[PATCH weston 4/8] protocol: crop & scale RFC v3

Bill Spitzak spitzak at gmail.com
Wed Nov 27 12:08:20 PST 2013


On 11/27/2013 12:34 AM, Pekka Paalanen wrote:
> On Tue, 26 Nov 2013 12:47:07 -0800
> Bill Spitzak <spitzak at gmail.com> wrote:

>> (swap order of clip+scale and buffer_scale)

> I have explained all this before. Nothing here has changed.

I realize this but I still have to express my complete dumbfoundment 
that you think this is ok.

The client is going to want to line up the dst rectangle with pixels in 
the parent surface's buffer, and this prevents that unless the 
buffer_scale is one.

I believe the reason is that you are concerned with displaying a 
high-buffer_scale surface on a low-output_scale device. I think however 
it will be ok to round the dst rectangle to what the hardware can do 
(adjusting the source so the same scale is achieved). Also this 
limitation seems silly if the user only has the high-resolution output 
device and thus never needs it!

> The "smear" is exactly the same as "random-colored" from the protocol
> point of view. What you get depends on the compositor implementation,
> just like the method used for scaling (only ever using NEAREST is not
> illegal!). If you care about how exactly these things are done, you need
> to scale it yourself in the client first.

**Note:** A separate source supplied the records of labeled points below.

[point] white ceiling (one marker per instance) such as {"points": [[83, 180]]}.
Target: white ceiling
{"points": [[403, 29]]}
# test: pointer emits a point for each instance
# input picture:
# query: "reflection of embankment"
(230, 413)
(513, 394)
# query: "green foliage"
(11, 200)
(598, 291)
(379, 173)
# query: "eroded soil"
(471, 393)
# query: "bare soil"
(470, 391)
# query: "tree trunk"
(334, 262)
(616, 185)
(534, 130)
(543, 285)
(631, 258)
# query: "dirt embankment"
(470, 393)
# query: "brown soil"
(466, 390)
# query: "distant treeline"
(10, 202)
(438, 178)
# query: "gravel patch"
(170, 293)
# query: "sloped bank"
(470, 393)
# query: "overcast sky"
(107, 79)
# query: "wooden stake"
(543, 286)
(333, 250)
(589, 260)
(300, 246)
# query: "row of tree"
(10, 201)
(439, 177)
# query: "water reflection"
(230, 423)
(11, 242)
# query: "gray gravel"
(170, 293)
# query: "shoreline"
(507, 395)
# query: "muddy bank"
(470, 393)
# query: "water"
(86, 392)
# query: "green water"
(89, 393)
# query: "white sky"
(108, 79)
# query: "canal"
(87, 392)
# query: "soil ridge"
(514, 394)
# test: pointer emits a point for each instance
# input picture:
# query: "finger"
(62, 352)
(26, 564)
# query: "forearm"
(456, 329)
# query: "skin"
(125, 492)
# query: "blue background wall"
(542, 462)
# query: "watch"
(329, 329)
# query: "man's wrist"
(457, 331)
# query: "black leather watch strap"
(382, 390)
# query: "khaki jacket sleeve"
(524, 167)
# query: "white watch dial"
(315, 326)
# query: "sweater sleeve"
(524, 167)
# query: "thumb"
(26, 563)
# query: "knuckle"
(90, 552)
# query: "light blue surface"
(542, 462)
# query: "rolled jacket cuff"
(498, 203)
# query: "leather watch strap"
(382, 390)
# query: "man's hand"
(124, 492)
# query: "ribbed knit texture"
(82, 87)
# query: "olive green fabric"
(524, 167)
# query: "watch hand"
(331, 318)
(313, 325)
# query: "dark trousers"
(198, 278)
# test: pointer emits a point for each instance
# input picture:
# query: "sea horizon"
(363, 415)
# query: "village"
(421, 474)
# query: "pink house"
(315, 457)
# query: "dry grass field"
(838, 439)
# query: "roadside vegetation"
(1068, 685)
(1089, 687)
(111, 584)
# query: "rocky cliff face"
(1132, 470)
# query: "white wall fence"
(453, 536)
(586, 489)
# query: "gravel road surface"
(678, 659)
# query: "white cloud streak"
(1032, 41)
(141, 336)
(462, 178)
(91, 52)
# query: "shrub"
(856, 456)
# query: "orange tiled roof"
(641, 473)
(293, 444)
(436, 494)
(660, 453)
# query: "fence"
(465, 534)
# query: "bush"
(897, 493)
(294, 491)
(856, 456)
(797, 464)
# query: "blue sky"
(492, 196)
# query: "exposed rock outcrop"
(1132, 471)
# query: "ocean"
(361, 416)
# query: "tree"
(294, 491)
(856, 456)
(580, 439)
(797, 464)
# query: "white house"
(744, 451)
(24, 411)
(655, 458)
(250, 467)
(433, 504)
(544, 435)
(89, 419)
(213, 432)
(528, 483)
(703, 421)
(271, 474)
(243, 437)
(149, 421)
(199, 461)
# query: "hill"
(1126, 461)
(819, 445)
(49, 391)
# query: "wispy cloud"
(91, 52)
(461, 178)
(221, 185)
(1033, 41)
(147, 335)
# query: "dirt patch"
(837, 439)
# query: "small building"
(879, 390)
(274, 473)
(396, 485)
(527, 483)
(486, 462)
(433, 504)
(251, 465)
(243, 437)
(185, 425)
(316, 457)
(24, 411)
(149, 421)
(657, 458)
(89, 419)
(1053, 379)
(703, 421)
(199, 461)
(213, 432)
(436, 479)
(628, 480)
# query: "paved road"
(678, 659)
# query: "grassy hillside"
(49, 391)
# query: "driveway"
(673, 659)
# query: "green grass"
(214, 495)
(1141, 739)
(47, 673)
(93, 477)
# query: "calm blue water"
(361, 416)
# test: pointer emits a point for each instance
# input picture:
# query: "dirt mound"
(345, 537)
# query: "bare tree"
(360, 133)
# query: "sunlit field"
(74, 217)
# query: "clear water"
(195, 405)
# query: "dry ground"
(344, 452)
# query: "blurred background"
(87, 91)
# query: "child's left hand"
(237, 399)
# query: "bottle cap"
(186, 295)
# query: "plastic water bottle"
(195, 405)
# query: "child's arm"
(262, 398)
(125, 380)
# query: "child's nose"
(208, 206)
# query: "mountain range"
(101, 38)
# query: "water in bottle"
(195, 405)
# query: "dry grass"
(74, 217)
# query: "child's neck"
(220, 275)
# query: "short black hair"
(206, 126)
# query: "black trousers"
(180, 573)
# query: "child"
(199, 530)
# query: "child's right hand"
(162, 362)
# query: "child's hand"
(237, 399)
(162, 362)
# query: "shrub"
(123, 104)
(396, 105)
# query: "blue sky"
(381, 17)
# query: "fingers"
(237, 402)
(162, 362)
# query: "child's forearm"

I may have been too wrong to say the result cannot be "undefined". I 
only want to prevent bright random dots. An output pixel that is 
supplied by a filter that only partially intersects the buffer can be 
filled by any of the following:

  - A solid color such as black or transparent. The second is what I am 
forced to do currently with the api by truncating the dst rectangle 
instead of rounding it.

  - The non-intersecting part of the filter samples black or transaprent 
or any other solid color

  - The non-intersecting part of the filter samples the nearest edge pixel.

  - The non-intersecting part of the filter is mirrored to sample inside 
the edge.

Pixels where the filter does not intersect the buffer can be transparent 
or black. I suspect this is the main reason you want to say "undefined", 
since an obvious implementation is to intersect the source rectangle 
with the buffer and adjust the destination rectangle to match.

>> Distorting the picture is not an acceptable solution
>
> You mean you do not want the compositor to stretch the image slightly
> differently than what the client explicitly requested? I agree, but
> there may be cases where that would mean losing a hw overlay and
> causing a big performance loss.

Distortion required by limits in the hardware is acceptable. But 
distortion caused by limits in the api is unacceptable and that is what 
I am trying to fix.

> The values are allowed to be arbitrary, so that you can zoom in to
> partial buffer pixels if you want to. They are not meant to counter
> buffer_scale, which you will likely choose to set to 1 anyway when
> using crop & scale and regardless of output scale.

You are correct that the buffer scale is useless and can be left at 1. 
It would be useful if the dst rectangle was before it.

I am still assuming that somebody will realize that there is a desire to 
line up the dst_ rectangle with the pixels in a parent buffer with a 
buffer scale that is not one. In this case the buffer scale is useful.